说罢,她撑着床榻便要起身,却见裴玄祁快步上前,一手将她摁回榻上。
他抿了抿唇,眸中闪过一丝复杂,沉声道:“既是病了,就别起身了。”
说及此,他目光落至仪妃一双柳眉上。
没了那个孩子以前,她惯来爱画这样的柳眉,这还是当初他母亲在时,最爱的一种。
自打孩子没了,仪妃整个人性情大变,再也未在她脸上瞧过这个眉形。
裴玄祁淡淡收回眸光,仪妃示好之意,他自然明白。
仪妃微仰着头,眼中氤氲出一股子雾气,似乎在极力压抑什么。
片刻之后,她试探着抬手,想要轻触他眉眼,最终停在裴玄祁冷淡的眉间。
她低垂着眼,轻轻一笑,声如细絮:“圣上依旧这般英姿。”
话落,她将手缓缓收回,嘴角弯着,带了几分自嘲:“圣上可曾怪过妾身?怪我不曾护好那孩子?怪我心系楚家”

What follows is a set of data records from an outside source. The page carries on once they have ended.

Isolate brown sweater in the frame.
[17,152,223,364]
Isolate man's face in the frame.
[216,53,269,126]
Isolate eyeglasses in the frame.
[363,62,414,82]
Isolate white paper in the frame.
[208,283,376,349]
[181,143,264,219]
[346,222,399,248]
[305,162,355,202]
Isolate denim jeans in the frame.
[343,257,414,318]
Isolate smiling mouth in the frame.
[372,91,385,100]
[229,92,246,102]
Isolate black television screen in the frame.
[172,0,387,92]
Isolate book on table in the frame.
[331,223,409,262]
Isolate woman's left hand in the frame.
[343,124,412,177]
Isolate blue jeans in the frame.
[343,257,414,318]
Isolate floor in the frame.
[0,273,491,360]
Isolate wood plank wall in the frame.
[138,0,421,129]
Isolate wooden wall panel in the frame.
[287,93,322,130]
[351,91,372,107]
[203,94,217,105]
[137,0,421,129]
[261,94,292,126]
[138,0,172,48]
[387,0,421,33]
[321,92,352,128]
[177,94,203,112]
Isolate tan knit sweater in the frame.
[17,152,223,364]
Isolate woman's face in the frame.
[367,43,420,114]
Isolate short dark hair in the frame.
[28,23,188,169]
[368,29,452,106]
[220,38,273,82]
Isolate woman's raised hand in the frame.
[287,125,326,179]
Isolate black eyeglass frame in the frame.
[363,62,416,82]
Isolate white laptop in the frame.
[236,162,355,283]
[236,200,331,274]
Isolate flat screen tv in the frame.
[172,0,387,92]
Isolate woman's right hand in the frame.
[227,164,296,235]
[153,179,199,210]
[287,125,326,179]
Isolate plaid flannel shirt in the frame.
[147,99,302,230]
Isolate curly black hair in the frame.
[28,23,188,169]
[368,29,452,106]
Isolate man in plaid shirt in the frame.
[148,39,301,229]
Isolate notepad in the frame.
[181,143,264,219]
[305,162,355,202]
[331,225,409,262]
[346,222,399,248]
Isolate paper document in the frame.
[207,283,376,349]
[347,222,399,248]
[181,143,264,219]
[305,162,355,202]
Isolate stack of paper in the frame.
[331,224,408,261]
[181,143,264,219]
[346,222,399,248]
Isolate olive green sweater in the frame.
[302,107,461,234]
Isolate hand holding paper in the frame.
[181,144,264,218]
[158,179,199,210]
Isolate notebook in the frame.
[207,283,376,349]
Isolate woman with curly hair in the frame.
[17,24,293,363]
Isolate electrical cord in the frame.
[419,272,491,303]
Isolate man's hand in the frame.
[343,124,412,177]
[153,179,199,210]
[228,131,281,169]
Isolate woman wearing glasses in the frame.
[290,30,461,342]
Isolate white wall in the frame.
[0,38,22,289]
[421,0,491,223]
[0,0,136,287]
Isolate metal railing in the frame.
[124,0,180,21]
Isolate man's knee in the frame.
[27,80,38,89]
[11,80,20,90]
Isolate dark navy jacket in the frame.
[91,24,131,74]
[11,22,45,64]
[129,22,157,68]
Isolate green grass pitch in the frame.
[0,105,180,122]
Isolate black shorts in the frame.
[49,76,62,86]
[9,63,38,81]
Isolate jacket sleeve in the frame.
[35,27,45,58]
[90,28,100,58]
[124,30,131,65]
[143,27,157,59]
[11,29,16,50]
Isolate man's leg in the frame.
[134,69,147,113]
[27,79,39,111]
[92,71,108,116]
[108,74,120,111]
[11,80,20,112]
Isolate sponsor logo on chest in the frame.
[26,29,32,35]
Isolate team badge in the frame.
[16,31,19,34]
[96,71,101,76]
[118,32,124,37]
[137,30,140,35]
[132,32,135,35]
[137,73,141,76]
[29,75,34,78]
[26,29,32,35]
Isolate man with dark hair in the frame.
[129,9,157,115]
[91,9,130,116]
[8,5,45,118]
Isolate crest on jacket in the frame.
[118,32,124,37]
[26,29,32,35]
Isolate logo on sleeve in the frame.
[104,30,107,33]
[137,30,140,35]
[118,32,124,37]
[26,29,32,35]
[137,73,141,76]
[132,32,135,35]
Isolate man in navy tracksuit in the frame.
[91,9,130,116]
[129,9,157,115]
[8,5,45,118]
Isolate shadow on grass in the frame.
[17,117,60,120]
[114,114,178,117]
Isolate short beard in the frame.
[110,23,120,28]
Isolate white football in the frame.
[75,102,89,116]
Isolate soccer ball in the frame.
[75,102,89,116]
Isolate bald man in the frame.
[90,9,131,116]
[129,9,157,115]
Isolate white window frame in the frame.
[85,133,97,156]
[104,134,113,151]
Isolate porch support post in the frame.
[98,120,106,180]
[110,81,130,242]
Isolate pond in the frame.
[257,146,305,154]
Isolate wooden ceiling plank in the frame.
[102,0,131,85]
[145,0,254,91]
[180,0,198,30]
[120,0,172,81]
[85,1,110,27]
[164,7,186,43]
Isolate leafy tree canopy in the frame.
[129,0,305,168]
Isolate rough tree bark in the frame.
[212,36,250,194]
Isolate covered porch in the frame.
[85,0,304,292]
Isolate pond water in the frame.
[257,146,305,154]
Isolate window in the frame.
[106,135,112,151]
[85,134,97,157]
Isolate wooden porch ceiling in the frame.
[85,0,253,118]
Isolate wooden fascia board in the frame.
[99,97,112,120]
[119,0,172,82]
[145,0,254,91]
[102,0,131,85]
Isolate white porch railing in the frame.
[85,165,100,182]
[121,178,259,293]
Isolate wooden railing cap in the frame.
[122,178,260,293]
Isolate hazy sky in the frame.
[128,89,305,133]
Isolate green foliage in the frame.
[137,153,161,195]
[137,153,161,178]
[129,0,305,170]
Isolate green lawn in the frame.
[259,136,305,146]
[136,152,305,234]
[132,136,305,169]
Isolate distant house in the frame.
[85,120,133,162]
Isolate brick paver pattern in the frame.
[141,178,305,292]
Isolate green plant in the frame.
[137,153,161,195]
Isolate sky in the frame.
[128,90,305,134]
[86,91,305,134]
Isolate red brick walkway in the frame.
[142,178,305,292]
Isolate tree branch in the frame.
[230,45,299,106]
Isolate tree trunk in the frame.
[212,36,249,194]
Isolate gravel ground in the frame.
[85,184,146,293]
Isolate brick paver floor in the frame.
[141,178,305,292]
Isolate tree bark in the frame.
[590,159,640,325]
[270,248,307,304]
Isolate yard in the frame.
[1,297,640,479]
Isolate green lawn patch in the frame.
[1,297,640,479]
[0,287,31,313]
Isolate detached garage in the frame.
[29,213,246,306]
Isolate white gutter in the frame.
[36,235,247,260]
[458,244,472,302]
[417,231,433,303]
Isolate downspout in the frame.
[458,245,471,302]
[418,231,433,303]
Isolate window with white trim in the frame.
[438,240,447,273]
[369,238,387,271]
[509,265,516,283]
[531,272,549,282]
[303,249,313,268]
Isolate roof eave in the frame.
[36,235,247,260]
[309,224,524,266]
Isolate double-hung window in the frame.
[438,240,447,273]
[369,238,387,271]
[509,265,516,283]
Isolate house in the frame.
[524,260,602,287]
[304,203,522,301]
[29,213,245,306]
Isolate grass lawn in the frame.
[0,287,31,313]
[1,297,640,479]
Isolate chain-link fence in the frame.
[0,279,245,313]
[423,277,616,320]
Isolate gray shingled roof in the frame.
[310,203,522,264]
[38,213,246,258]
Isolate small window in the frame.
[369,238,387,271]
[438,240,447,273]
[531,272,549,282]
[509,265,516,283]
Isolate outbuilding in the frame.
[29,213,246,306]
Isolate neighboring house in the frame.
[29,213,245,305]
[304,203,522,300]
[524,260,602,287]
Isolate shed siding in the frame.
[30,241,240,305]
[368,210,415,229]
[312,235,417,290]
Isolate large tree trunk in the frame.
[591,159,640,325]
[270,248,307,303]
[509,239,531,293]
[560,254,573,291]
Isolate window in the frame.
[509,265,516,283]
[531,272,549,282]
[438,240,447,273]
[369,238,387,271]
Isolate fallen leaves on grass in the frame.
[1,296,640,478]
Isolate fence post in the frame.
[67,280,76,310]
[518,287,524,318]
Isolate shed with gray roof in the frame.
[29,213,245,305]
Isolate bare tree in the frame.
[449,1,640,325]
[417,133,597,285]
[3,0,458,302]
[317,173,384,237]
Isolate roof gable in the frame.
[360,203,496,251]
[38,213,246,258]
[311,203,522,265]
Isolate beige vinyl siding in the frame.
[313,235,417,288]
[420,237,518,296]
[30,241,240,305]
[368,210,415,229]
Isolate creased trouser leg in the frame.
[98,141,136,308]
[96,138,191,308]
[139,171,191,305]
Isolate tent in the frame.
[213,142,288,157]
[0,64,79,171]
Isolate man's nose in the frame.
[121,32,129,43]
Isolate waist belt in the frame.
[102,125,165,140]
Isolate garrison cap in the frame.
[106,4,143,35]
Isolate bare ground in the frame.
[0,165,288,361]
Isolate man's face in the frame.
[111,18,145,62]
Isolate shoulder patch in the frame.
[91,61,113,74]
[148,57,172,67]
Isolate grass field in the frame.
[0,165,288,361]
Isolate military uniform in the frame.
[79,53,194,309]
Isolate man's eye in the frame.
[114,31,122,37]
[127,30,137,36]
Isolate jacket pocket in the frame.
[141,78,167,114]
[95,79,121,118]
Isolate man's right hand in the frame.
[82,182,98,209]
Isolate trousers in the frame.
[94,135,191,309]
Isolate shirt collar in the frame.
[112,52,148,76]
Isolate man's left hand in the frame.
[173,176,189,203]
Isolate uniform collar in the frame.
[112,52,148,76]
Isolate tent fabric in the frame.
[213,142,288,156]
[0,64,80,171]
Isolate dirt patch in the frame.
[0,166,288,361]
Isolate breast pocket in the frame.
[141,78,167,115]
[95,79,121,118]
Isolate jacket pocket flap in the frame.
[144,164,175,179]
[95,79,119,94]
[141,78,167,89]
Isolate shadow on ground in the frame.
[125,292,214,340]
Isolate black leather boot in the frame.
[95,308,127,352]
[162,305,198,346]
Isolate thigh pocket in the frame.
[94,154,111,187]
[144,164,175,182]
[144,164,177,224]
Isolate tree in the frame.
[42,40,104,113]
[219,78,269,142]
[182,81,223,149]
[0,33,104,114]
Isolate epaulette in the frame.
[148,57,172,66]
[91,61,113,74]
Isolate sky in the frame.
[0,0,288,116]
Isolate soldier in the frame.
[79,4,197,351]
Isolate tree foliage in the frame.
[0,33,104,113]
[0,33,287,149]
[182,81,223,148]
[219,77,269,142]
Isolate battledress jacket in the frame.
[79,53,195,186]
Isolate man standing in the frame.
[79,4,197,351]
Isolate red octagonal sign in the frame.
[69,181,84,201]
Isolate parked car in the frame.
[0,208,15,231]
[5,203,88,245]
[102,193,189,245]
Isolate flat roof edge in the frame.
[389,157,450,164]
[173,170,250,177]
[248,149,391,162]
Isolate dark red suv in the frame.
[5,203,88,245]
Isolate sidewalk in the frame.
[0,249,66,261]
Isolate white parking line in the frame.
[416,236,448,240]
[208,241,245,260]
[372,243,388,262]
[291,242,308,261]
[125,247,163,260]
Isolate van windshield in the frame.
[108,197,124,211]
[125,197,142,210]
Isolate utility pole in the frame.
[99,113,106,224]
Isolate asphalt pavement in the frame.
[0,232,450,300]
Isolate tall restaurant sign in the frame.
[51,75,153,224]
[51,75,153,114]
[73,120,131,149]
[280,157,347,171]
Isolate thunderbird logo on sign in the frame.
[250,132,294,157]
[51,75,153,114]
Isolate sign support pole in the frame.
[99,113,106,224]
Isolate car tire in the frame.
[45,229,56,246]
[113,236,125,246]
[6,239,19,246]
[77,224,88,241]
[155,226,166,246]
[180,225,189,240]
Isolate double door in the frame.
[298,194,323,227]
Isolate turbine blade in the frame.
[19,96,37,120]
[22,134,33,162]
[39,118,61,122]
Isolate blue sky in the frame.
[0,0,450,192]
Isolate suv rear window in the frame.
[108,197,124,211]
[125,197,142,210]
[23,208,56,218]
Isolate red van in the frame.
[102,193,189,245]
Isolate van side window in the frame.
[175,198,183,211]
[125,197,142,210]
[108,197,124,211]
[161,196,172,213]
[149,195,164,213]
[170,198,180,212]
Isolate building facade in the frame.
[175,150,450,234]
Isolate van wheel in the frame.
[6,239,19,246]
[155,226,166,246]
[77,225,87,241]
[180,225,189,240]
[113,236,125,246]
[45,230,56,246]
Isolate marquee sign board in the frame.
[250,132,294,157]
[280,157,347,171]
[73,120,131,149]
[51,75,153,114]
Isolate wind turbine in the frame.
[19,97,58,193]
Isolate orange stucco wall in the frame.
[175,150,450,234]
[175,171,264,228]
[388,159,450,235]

“仪妃。”裴玄祁冷声打断她,语气沉静:“过去的事,便让它过去。”
他看着她,眼中无喜无怒:“你身居妃位,不论为了什么,总得有几分体统。”
仪妃怔了怔,缓缓抬眸,眼神一瞬落空,却又被他一句话兜住。
裴玄祁淡淡转眸:“朕说过去了,便是真的过去了。”
当年她以侧妃之位入宫,是他亲迎入府。
那时两情相悦,情分深重,便是后来梅妃得宠,也从未动摇过她的地位。
裴玄祁生的俊美,跟这样的男子朝夕相处,岂有不心动的道理。
只可惜当初那个孩子没了,是她自己拦住了裴玄祁,不让其彻查,为的,便是不叫他迁怒楚家。
从那日起,二人渐行渐远,言语间多了猜忌与冷淡。
如今她终于肯低头了,才惊觉,那段旧时光终究回不去了。
仪妃喉头一紧,眼睁睁瞧着裴玄祁出了内室,整个人脱力般跌回锦被中。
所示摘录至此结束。